Yes, you read that correctly. It was cooler in the tropical island than the destroyer’s home port.

Admittedly it was only half a degree Celsius hotter in Portsmouth (27.5˚C – we checked with the Met Office) than in Bermuda, but it’s not often we can boast that.

The Fastest 42 is now punching her way through the North Atlantic and, after a brief visit to the Azores, will return home to Pompey next week.

And while her penultimate run ashore was in paradise, there was a lot of work to do as well to ensure the Type 42 destroyers looks spic and span when she sails past Round Tower.

Indeed the junior members of the ship’s company were out in force, chipping, rubbing down, painting the hull after batterings from the South Atlantic during the stint around the Falklands and South Georgia.

Bermuda is, understandably, a popular visit for ships deployed to the Caribbean; their stop-offs in the Royal Naval Dockyard on Ireland Island are marked by the ship’s badges famously painted on the walls.

The Yorkies took advantage of the sun to pose for a ship’s photograph.
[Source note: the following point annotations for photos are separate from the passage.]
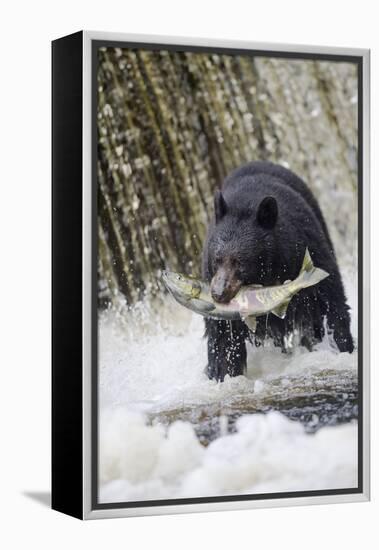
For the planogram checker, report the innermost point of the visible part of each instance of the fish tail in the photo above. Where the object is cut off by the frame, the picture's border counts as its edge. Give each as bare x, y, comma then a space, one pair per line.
309, 274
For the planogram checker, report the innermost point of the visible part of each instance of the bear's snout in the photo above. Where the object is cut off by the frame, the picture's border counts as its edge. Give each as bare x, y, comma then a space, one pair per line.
224, 285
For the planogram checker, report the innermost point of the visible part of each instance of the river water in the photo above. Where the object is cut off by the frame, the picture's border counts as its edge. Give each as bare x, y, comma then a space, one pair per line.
166, 431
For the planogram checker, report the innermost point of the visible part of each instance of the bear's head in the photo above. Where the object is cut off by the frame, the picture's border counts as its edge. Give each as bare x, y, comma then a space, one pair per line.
242, 245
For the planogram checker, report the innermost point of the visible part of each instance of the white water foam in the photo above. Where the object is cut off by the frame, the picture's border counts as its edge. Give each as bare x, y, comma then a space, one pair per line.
149, 364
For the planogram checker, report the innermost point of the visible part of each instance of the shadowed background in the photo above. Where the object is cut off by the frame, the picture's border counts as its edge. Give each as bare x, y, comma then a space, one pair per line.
172, 125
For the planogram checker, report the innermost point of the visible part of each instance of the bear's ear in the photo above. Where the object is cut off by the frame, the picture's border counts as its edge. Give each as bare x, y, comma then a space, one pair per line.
220, 206
267, 213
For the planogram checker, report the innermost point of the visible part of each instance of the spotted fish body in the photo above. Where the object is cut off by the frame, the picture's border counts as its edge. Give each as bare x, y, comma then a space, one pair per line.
250, 302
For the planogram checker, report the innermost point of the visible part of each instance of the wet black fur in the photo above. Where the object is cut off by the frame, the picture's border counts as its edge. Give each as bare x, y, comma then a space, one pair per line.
268, 243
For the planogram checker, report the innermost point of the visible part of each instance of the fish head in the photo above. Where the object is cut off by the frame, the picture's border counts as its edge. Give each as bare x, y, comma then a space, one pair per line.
181, 286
It took six gunners to choreograph the 240-plus men and women into position on the destroyer’s forecastle before AB(WS) Luke White pressed the shutter.

The three-day visit to Bermuda also saw a run-out for the rugby team against the local police, an official reception in the governor’s residence, and some free time for shopping, socialising and sampling “the Bermudan atmosphere that once was a little corner of Britain,” said the ship’s marine engineer officer Lt Cdr George Adams.

Back at sea and making for the Azores, it was time to resume aerial operations. Not with the Lynx, but with feathers – or any other contraption that might make a man/woman stay aloft.

Birdman of Bognor’ competitions were de rigeur in the Fleet a few years back, but there’s not been one for a while. So after some serious business in the morning (practising dealing with a crash on deck), there were plenty of crashes over the side as sailors donned wings and tried, neigh strove, to reach for the stars, with gongs for the longest flight and most elaborate costume.

All good fun, but surprisingly not the highlight of the deployment. No, that came later in the day when, suitably satiated after a barbecue on the flight deck, the ship’s company settled down to enjoy ‘York’s Got Talent’, described as “an entertainment extravaganza” loosely based on a popular TV show…

The most talented Yorkie is ET(ME) Mel Hoare who sang the Motown classic My Girl – without accompaniment, edging PO Mario Biagioni into second place and LS Gallagher in third.